National Suicide Registry Malaysia - Annual Report 2007

Date: 10 March 2009

About the NSRM

Until recently, Malaysia does not have official suicide rates. The National Statistics Department quoted figures as low as 1 per 100,000 suicides per year (Department of Statistics Malaysia 2003); while cross sectional research in different parts of the country suggested higher figures (Maniam 1988; Hayati, Salina et al. 2004). It is postulated that among the difficulties that had caused these discrepancies are: the degree of subjectivity in identifying a death of suicide, lack of structured data describing the ‘manner of death’ for cases of traumatic or non-natural deaths, and inconsistencies in the way terms are defined and data collected and coded. In response to this, the National Suicide Registry Malaysia was officiated in 2007 to compile the census of suicidal deaths that occur in Malaysia via its network of forensic services. It is sponsored by the Psychiatric and Mental Health Services and the Forensic Medicine Services of the Ministry of Health Malaysia (MOH); while the Clinical Research Centre (CRC) provides the technical expertise. In 2008, the Institute of Health Behaviour Research has come on board to spearhead a platform for further research in this area. The NSRM is managed by a Joint Technical Committee comprising of the four agencies. Meanwhile, an Advisory Committee provides governance to ensure that the NSRM stay focused on its objectives and to assure its continuing relevance and justification.

Conclusion

Suicide rates are a recognized health outcome indicator internationally (World Health Organization 2001). This project will provide information on the natural history and causation of suicide; the contributing factors most amenable to preventive efforts; and the most appropriate target population(s). This information will aid in planning and place preventive efforts on a more solid foundation (World Health Organization 2002). This registry will be able to provide both state- and national- level data.

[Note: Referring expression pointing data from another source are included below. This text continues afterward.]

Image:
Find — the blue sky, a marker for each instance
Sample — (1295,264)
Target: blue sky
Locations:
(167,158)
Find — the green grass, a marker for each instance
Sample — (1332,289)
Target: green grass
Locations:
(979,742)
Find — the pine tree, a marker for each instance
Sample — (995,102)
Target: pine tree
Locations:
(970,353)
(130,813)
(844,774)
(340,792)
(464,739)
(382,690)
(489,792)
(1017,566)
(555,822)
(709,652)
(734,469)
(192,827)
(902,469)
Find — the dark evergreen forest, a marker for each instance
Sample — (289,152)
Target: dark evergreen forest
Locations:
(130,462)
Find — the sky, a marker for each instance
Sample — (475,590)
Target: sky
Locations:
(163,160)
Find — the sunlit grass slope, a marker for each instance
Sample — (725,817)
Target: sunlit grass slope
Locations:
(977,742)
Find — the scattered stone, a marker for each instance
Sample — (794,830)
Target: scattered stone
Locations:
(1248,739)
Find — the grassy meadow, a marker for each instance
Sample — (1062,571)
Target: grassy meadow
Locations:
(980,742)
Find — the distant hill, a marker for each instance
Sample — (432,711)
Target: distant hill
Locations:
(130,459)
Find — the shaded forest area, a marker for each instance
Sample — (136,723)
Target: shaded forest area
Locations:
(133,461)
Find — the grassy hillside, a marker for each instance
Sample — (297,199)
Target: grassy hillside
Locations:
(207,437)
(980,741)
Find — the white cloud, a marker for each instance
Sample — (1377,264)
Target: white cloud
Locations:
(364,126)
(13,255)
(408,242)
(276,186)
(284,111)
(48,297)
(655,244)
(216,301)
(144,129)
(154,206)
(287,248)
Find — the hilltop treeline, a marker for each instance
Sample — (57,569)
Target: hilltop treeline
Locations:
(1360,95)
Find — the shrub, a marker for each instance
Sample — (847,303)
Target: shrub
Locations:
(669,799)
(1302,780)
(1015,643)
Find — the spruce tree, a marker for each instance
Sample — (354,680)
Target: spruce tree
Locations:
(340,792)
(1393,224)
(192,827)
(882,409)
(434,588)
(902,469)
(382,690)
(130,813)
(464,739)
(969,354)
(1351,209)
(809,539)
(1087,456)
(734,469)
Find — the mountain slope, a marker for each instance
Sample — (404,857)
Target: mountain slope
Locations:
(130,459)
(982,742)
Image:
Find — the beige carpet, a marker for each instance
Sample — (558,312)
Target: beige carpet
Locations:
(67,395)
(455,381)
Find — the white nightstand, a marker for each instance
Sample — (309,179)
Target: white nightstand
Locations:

Suicidal acts will cause medical costs which include emergency transport, medical, hospital, rehabilitation, pharmaceutical, ancillary, and related treatment costs, as well as funeral/coroner expenses for fatalities and administrative costs (National Center for Injury Prevention and Control 2002). Better and evidence-based efforts at suicide prevention may be able to reduce suicide rates in Malaysia and allow the government/families to offset these costs. Apart from that, a structured investigation into the process of identification and reporting of non-natural deaths (specifically suicide) will assist in streamlining the management of dead bodies and ascertaining the manner of death. Indirectly it will also provide a training exercise for medical officers in reporting deaths by suicide.

Although this is an early effort, certain interesting trend had emerged, namely: the higher proportion of married persons who committed suicide; male preponderance in those who are married as compared to females; the choice of lethal methods by the female suicides. We certainly hope that with better support, infrastructure and human resource training, these trends can be investigated further.

The uniqueness of NSRM lies in its multidisciplinary platform. Although this may present some communication problems, it also offers advantages in the form of pooling of resources and expertise. After all, suicide is a very complex phenomenon. Being a registry, the NSRM might not be able to provide in-depth details about the causation of suicide. However, it would certainly identify trends and form the baseline for other research in this area.

Please download the full report below...

  arrowNSRM_report 2007 (English - pdf) [1166 Kb]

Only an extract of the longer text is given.